In order to process the recorded message into a coherent format, we created a voice interaction model with 3 phases: speech recognition, natural language understanding & management, and system feedback.

Speech recognition is commonly seen nowadays with platforms like Siri or Alexa, which require a clutch word to activate the system like "Skry." Next is the actual processing of a user's speech which is broken up into three steps:

1. First it requires an agent that will be able to recognize the intent of the user. For instance, if a user wants to cancel a command, the agent will have to discern the context of the command and take the appropriate action.

2. Then the system will have a model that will classify different keywords in the message into the different hazard categories. The classifier would be trained with the Waze dataset first to improve accuracy before moving onto rider data.

3. Last is conversation management which Waze lacks. It reads out a list of commands, while our system allows the user to record a message. The post-ride app allows users to re-classify hazards misinterpreted by the system.

After the system has processed a user's command, it provides system feedback to confirm it has successfully processed the command. Our system provided a visual cue through the HUD as well as an auditory reply or alert tone.

Early on, after exhaustive research and evaluation of existing HUD for both pilots and motorcyclists, we arrived at several key design guidelines. Mainly keeping the interface extremely clean, simple, and able to get out of the way easily. Our goal was to design a minimal HUD UI that was able to effectively display multiple levels of context quickly without requiring the rider's full attention.

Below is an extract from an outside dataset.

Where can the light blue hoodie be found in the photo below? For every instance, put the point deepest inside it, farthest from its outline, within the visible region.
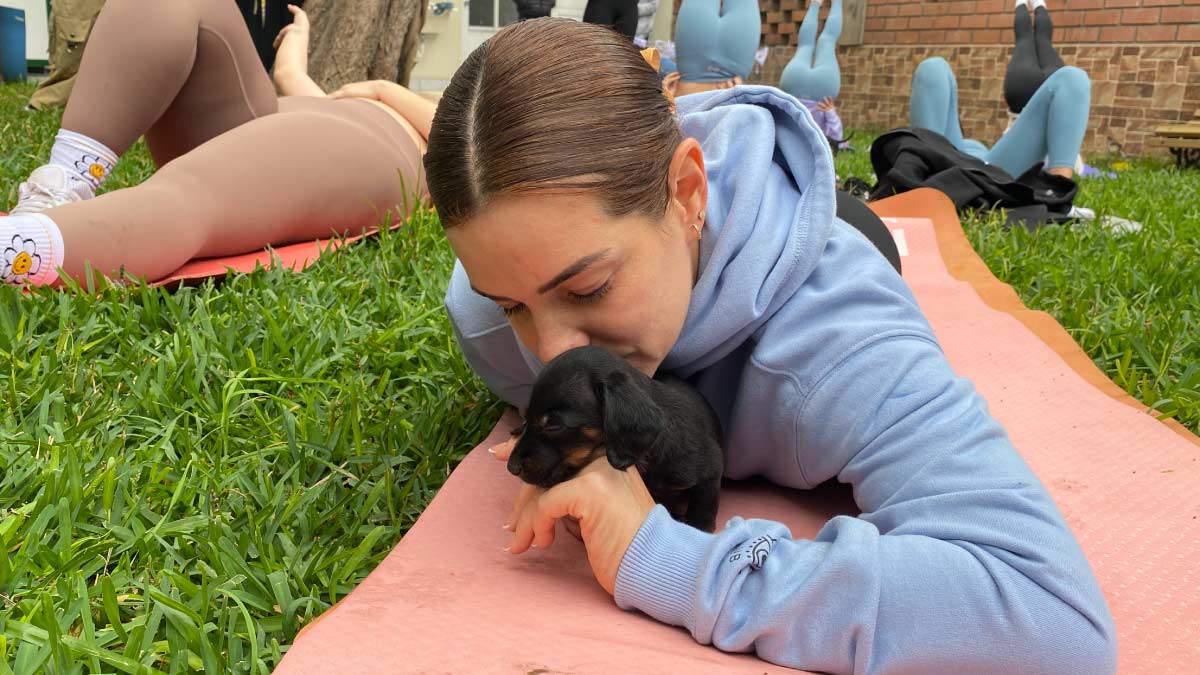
(821, 365)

In our design, the rider is normally presented with a simple gray circle just in the rider's periphery until an alert is being presented. Next we paired a colored circle with wings, which allowed us to show multiple levels of context quickly. Different colors indicated the severity of the alert (yellow=mild, red=sever, green=success, blue=system message).

In the center of the circle, we specified the type of hazard or alert the rider was encountering with an icon. Tertiary info such as text, numbers, or other icons were presented on the wings which slid out from the sides. After the alert was over, the wings slid back in and the colored circle shrunk back into the simple gray circle.

The rider interacts with the mobile app before and after the ride. It has 3 main sections: Map, Trip, and Profile. The Map section is where the rider inputs the destination and views current hazards on the road. They are able to select potential routes they might take, with the current hazards along each route shown. After they've selected a route, they will begin the navigation.

Once the ride has been completed, they will be provided with a recap of their trip. They will also be able to fix/update their reported hazards. The trip will be saved in the Trip section, so that it can be viewed at a later date. If the rider has any settings they wish to customize, such as the frequency of alerts, they will be able to make those changes in the Profile section.

The next step for our Skry concept would be building a higher-fidelity prototype that integrates with an existing smart helmet like the Skully AR-1. That way we could test the system in a motorcycle simulator. Once it has sufficiently been tested in a simulator testing, we could then move onto testing on the road, although liability concerns would have to be addressed regarding safety.

Other features that could be explored in the future are additional sensors that could be added to the bike to provide more detailed information to Skry about rider status. The current system uses sensors available on the smartphone which are limited in scope. It could also be used to send an SOS signal if the bike has been involved in an acccident and the rider is unable to call 911.